Nitrates – FNSEA et Gouvernement en roue libre
Tous les syndicats sont mobilisés contre le MERCOSUR, d’une part, et contre la gestion de la dermatose nodulaire contagieuse (NDC), d’autre part. Pourtant le gouvernement Lecornu et sa Ministre de l’agriculture, totalement FNSEA compatible, ont annoncé une « loi d’urgence » pour le printemps, laquelle porterait sur… les bassines, les loups et les nitrates ! Le tout dans un silence coupable de la Ministre de l’écologie.
Comme à son habitude, la FNSEA profite du mécontentement de l’ensemble du monde agricole pour avancer ces pions et surfer sur la détresse des agriculteurs et agricultrices.
Une fois de plus, la cogestion agricole FNSEA impose à l’État ses priorités. Une fois de plus, l’État recule devant les menaces de blocage. Une fois de plus, les pratiques les plus illibérales et populistes l’emportent, telle une machine infernale que l’État ne sait plus arrêter. Tous les deux ans, les tracteurs prennent en otage le pays et hypothèquent un peu plus la santé et l’avenir de toutes et tous.
Nous aurons l’occasion de revenir, lors du débat sur cette loi, sur la question du partage de l’eau, de la place que doit occuper, dans un contexte de dérèglement climatique, l’agriculture dans l’équation de son partage, et de la manière de le faire. Pour notre part, il est bien certain que les fondements de ces choix doivent reposer sur une approche scientifique, notamment au travers des études HMUC (hydrologie milieux usages climat), et non sur des propos idéologiques et démagogiques comme le font la FNSEA et la Coordination Rurale. Ce qu’ont également soutenu les 3500 manifestants rassemblés à Rennes ce week-end.
Sur les nitrates, le sujet est extrêmement grave.

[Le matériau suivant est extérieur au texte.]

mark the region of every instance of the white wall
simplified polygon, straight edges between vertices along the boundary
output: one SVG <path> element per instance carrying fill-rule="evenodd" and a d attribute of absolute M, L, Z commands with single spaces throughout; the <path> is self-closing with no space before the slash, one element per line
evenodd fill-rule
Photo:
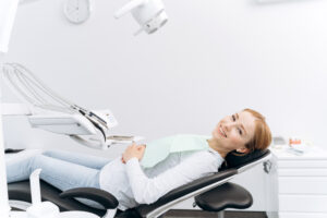
<path fill-rule="evenodd" d="M 125 2 L 95 0 L 83 25 L 65 21 L 63 0 L 22 5 L 4 61 L 25 64 L 76 104 L 110 108 L 120 122 L 113 133 L 209 134 L 221 117 L 250 107 L 266 116 L 274 135 L 327 148 L 326 0 L 165 0 L 168 24 L 138 37 L 130 15 L 112 17 Z M 3 96 L 15 100 L 8 89 Z M 123 149 L 90 150 L 31 130 L 22 118 L 4 124 L 10 147 L 108 157 Z"/>

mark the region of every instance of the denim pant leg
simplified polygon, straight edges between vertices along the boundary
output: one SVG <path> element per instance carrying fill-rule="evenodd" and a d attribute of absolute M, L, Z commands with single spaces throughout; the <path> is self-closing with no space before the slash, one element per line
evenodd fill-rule
<path fill-rule="evenodd" d="M 94 168 L 100 170 L 105 167 L 110 159 L 77 153 L 62 152 L 62 150 L 48 150 L 43 153 L 45 156 L 53 157 L 64 161 L 82 165 L 84 167 Z"/>
<path fill-rule="evenodd" d="M 45 155 L 8 161 L 8 182 L 26 180 L 29 178 L 29 174 L 38 168 L 41 169 L 40 179 L 61 191 L 74 187 L 99 189 L 99 170 L 47 157 Z M 93 201 L 80 198 L 78 201 L 92 207 L 102 208 Z"/>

Rappelons qu’il s’agit là d’une pollution qui fait partie des 6 limites planétaires déjà largement dépassées et que si l’ensemble de la Bretagne en est la victime la plus connue du public par les marées vertes, c’est plus de 70 % du territoire métropolitain qui est aujourd’hui classé en zone vulnérable aux nitrates. La France est la plus mauvaise élève européenne en la matière et a déjà été poursuivie par la Cour de justice européenne à 3 reprises pour des manquements à ses engagements. La dernière fois remonte à février 2025 pour le dépassement de la teneur en nitrates sur 107 points de captages en France. Rappelons également que l’État vient, dans un jugement historique, d’être reconnu responsable, le 13 mars dernier, de la pollution par les nitrates sur l’ensemble de la Bretagne, pour des carences répétées de ses politiques publiques et notamment dans la mise en œuvre de la directive européenne sur les Nitrates de 1991.
L’État, au lieu de s’attaquer à la source du mal, annonce vouloir affaiblir le cadre européen. Ce faisant, il donne clairement raison aux agricultures industrielles les plus polluantes, comme il l’a aussi déjà fait sur les pesticides, obérant un peu plus les chances de voir un jour disparaître les marées vertes et aggravant, en sus, les difficultés et les coûts de la production d’eau potable en France.
Ce que le Premier ministre ne dit pas, c’est qu’en l’état actuel du droit national comme européen, il expose un peu plus l’État à des condamnations financières lourdes qui pèseront sur les finances publiques et donc sur l’ensemble des contribuables.
Depuis la première loi sur l’eau de 1964, jamais la politique de l’eau n’a connu, avec les différents reculs opérés depuis 4 ans, un tel affaiblissement. Une fois encore, par manque de courage et pour satisfaire les intérêts corporatistes de quelques-uns, c’est l’intérêt général qui est sacrifié.